Yu Hua - Crônica de um Vendedor de Sangue

Literatura chinesa
Yu Hua - Crônica de um Vendedor de Sangue - Editora Companhia das Letras - 272 páginas - Tradução do inglês de Donaldson M. Garschagen - Lançamento no Brasil: 14/12/2011.

O chinês Yu Hua, nascido em 1960, iniciou a sua carreira literária somente em 1983, após um malsucedido início profissional como dentista. Ele já escreveu um total de cinco romances, dos quais três estão disponíveis no Brasil; além de Crônica de um Vendedor de Sangue (2011), a Companhia das Letras já lançou: Irmãos (2010) e Viver (2008). Ele  reside atualmente em Beijing e seus livros já foram publicados em mais de 20 países, tendo recebido os prêmios: Grinzane Cavour da Itália (1998), Chevalier de l'Ordre des Arts et des Lettres da França (2004), Special Book Award da China (2005) e o Prix Courrier International também da França (2008). Desde 2013, Yu Hua é um dos escritores que contribuem com o New York Times (neste link pode-se acessar os artigos dele).

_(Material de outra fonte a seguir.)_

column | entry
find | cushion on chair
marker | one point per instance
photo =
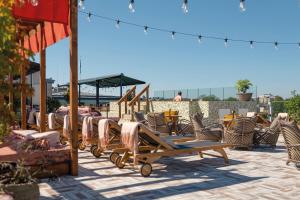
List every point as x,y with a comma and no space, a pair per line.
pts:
51,136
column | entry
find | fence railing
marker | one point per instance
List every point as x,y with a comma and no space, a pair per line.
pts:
222,93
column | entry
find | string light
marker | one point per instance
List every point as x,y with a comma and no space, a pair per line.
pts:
185,6
226,42
242,5
81,4
173,35
117,24
251,44
199,37
35,2
276,45
131,6
89,17
146,30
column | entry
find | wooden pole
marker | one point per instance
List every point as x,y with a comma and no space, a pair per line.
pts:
23,95
73,86
42,84
11,95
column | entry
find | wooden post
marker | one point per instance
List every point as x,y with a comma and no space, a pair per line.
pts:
42,83
23,95
11,95
73,86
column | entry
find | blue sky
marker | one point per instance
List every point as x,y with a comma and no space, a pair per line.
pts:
183,62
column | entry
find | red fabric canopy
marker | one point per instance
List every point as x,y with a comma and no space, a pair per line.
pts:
54,17
46,10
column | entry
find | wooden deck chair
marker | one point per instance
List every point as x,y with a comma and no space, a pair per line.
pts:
151,147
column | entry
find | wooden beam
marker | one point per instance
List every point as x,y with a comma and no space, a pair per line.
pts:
23,95
11,95
42,84
73,86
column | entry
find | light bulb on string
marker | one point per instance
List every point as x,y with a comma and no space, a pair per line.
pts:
199,39
173,35
251,44
226,42
242,5
34,2
117,24
276,45
184,6
146,30
89,17
81,4
131,6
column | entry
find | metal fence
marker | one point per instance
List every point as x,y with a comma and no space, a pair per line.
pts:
221,93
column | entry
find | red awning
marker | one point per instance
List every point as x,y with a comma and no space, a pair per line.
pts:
53,15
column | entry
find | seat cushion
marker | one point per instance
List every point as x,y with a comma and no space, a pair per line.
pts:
24,133
51,136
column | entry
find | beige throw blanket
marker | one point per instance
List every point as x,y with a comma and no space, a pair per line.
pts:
103,132
129,135
51,121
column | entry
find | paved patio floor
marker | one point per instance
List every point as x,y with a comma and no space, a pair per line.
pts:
258,174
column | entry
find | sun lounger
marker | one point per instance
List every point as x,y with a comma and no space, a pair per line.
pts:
143,146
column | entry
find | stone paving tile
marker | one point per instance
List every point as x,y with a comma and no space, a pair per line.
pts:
258,174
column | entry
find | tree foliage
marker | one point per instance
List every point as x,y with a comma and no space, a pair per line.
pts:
243,85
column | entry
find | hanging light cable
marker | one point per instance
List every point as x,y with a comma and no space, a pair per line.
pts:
173,35
184,6
146,30
242,5
226,42
89,17
276,45
81,4
131,6
199,39
117,24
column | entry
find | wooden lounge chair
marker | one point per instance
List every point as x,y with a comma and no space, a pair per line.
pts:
213,132
291,134
240,132
269,135
151,147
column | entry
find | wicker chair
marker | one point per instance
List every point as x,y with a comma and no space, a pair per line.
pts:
211,133
291,134
240,132
156,121
268,136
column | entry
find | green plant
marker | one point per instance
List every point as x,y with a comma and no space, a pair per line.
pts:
52,105
243,85
231,99
293,107
210,98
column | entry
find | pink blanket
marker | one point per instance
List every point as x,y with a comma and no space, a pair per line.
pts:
129,135
103,132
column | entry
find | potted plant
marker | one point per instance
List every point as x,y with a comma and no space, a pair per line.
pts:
16,180
242,86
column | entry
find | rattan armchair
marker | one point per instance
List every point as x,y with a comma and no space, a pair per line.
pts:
291,134
240,132
211,133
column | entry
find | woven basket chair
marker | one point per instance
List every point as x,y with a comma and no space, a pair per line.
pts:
211,133
156,121
291,134
268,136
240,132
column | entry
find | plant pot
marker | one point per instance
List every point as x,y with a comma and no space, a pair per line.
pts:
23,191
245,96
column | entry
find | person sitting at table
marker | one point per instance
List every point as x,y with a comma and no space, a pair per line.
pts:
178,97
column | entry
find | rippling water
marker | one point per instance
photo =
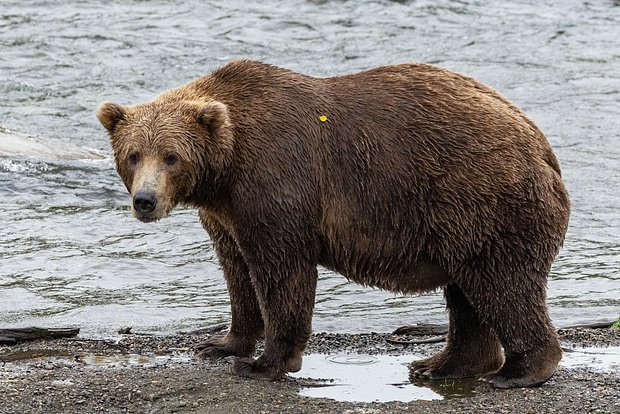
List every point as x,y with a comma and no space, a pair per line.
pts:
71,254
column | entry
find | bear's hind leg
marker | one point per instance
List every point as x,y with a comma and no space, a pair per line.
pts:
247,324
516,309
472,347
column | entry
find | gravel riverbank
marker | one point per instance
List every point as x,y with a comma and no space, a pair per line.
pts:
157,374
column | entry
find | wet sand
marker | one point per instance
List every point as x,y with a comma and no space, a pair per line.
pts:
157,374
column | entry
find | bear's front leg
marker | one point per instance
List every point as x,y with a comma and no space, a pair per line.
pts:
247,324
286,291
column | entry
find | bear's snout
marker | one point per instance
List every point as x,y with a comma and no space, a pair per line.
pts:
144,202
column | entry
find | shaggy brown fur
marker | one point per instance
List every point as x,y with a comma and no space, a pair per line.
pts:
408,178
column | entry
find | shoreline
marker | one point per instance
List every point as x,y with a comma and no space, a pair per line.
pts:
158,374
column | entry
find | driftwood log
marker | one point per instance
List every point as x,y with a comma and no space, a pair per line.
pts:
12,336
442,330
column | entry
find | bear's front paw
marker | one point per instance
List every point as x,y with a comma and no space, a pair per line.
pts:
255,369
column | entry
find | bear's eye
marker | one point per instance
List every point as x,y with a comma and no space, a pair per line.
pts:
171,159
133,158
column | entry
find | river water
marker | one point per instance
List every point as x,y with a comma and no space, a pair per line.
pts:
70,254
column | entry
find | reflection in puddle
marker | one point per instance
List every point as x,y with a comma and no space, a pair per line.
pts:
368,378
382,378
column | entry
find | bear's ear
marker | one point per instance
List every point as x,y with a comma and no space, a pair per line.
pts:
109,114
214,117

Crônica de um Vendedor de Sangue é aquele tipo de romance universal que mostra os extremos da fragilidade, mas também da grandeza do ser humano, em um ambiente adverso. Seja em uma pequena cidade rural chinesa ou no sertão nordestino brasileiro, o homem, em seu núcleo familiar, precisa se adaptar para sobreviver. Neste ponto é impossível não se emocionar com a trajetória da família formada pelo protagonista Xu Sanguan ao longo dos altos e baixos de trinta anos de história da República Popular da China (1950 a 1980) como pano de fundo, a maior parte deste período sob o governo de Mao Tsé-tung, antes da abertura econômica vivenciada hoje no país. 

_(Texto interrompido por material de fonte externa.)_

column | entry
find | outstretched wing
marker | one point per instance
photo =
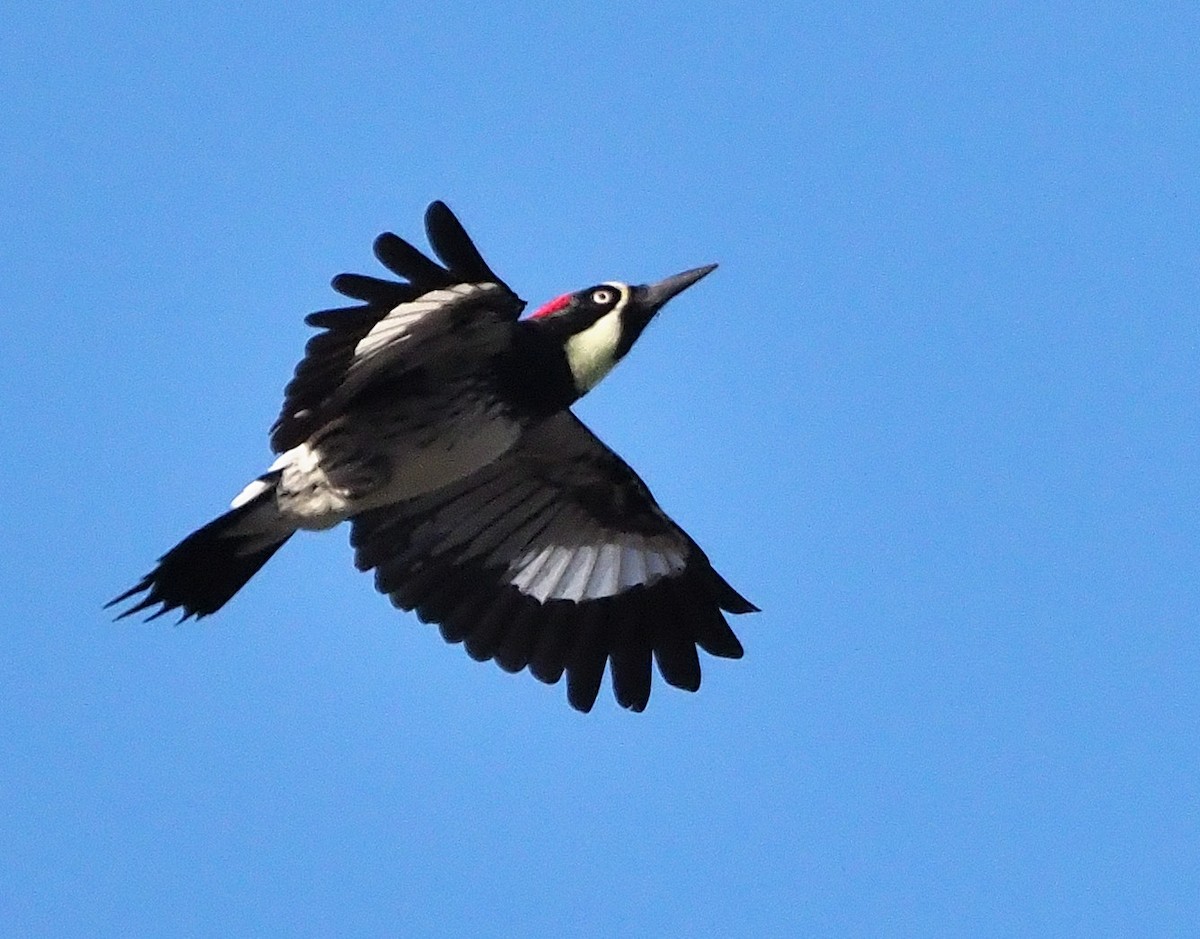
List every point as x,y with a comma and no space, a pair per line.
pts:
558,558
390,310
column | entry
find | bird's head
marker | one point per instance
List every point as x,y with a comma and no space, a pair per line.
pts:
599,326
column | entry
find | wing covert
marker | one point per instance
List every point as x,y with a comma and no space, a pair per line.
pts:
556,558
330,354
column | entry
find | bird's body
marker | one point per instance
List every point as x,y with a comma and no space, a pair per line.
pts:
438,423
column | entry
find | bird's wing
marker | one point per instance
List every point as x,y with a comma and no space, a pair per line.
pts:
363,340
557,557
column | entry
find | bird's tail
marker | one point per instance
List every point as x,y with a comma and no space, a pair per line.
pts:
204,570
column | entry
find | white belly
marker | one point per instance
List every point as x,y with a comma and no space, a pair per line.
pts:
310,498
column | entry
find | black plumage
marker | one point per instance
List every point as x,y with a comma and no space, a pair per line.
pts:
437,422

Desde muito jovem, Xu Sanguam, operário de uma fábrica de seda, aprendeu que 400 mililitros de seu sangue (volume de duas tigelas de arroz) equivaliam a trinta e cinco iuanes, valor superior ao que ganharia trabalhando por seis meses no campo, uma verdadeira "mina de dinheiro" que provocou na China um livre-comércio de grandes proporções entre doadores e "chefes de sangue". O próprio Xu Sanguam vem a recorrer diversas vezes ao longo da vida a este comércio, normalmente nos momentos de crise familiar. Após o procedimento de doação, um bom prato de fígado de porco frito e duas doses de vinho de arroz amarelo têm o poder de recompor a energia do corpo conforme lhe foi ensinado.

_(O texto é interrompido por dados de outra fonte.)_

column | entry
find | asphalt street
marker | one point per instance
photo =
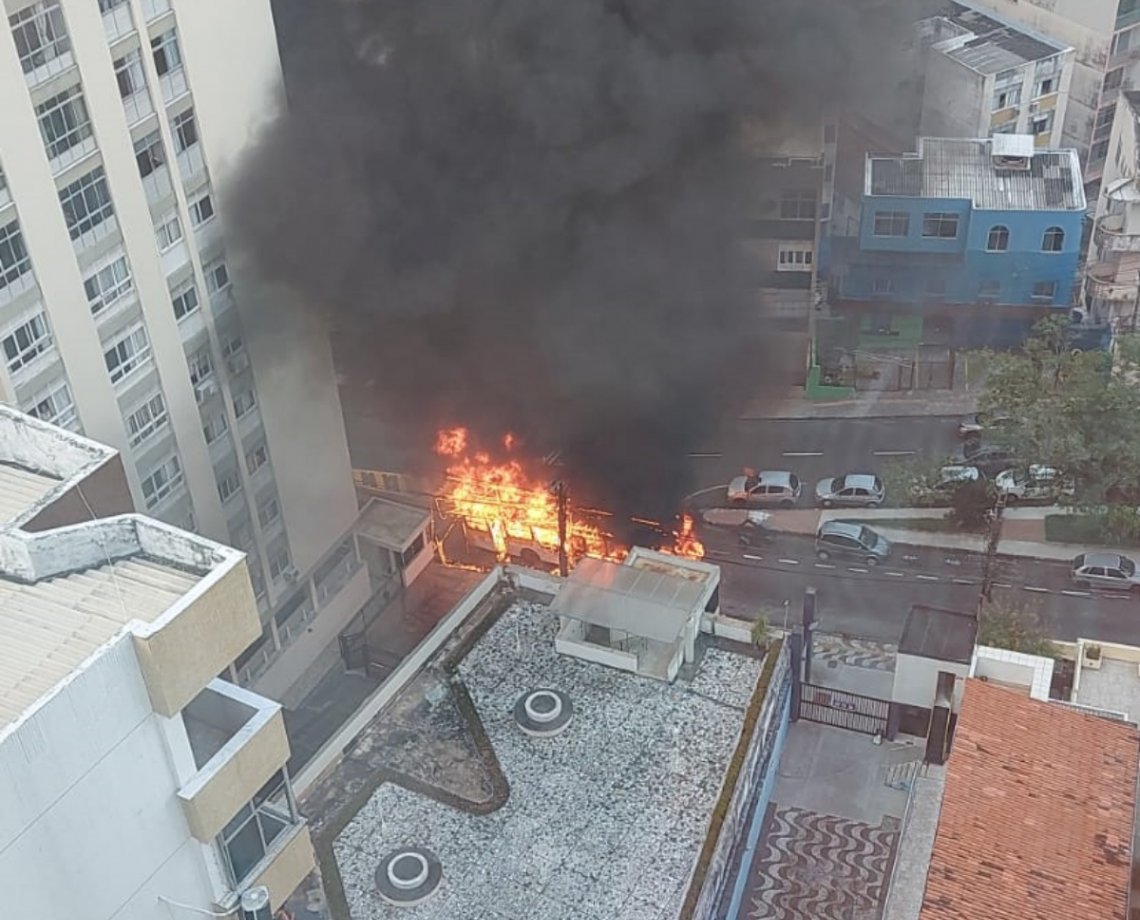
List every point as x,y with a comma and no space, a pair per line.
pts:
873,602
814,448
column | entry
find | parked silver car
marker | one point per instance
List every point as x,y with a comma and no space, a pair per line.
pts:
1105,570
767,487
851,540
851,490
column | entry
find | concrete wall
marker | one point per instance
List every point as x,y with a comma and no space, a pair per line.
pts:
917,678
90,825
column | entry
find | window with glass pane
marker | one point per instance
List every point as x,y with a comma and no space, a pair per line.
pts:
14,259
41,39
86,203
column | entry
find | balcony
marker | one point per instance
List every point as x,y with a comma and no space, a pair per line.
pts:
238,743
1112,234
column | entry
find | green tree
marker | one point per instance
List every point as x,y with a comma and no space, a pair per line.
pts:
1014,627
1071,410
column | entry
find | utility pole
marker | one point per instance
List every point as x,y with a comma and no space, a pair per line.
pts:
560,493
993,538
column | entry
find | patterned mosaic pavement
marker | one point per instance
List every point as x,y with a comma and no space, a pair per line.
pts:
817,866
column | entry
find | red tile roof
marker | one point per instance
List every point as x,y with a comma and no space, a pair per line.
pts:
1036,815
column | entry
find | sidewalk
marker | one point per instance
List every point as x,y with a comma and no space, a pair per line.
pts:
792,404
1023,530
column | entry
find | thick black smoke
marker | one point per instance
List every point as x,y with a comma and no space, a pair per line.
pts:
528,214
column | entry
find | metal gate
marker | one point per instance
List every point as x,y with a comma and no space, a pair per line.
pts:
844,709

No início, a venda do sangue não representa nenhuma urgência na vida de Xu Sanguam e ele utiliza os recursos desta atividade pela primeira vez para conquistar, na verdade convencer, a bela Xu Yulan a se casar com ele (pagando-lhe um jantar nada romântico com "bolinhos ao vapor, ameixas salgadas, frutas carameladas e meia melancia") e cobrir os custos do casamento. Em um período de cinco anos, Xu Yulan dá à luz três filhos: Yile (Primeira Alegria), Erle (Segunda Alegria) e Sanle (Terceira Alegria). Na verdade, o seu primogênito, Yile, ficará para sempre associado a uma grande tristeza, e não alegria, quando Xu Sanguam descobre que não é o verdadeiro pai do menino. De qualquer forma, este filho que não tem "vínculos de sangue" verdadeiros, à princípio desprezado, acaba se tornando o preferido.

Durante os anos do período histórico chamado Grande Salto Adiante (1958 - 1962), a agricultura passa a ser controlada pelo Estado e coincidentemente ocorrem vários desastres naturais (estima-se que aproximadamente 30 milhões de pessoas morreram de fome), a família de Xu Sanguan tem que passar cinquenta e sete dias consecutivos comendo apenas mingau de fubá. Claro que o nosso protagonista precisa recorrer mais de uma vez ao comércio de sangue para salvar a mulher e os filhos da fome. No entanto, uma fase ainda pior está para começar, quando Xu Yulan é denunciada injustamente como prostituta durante a violenta Revolução Cultural (1966 - 1976) e os dois filhos mais velhos são obrigados a partir para o campo pois, segundo a orientação da política maoista, "é indispensável que os estudantes sejam mandados ao campo para que os camponeses de nível médio e baixo os reeduquem".

Apesar das situações difíceis por que passam seus personagens, a ligação de confiança e amor entre os integrantes da família nunca enfraquece e a narrativa de Yu Hua é sempre bem-humorada, por vezes até mesmo tragicômica, à medida que os eventos familiares são associados aos impactos da política econômica na sociedade chinesa. Um belo livro que já deixa saudade.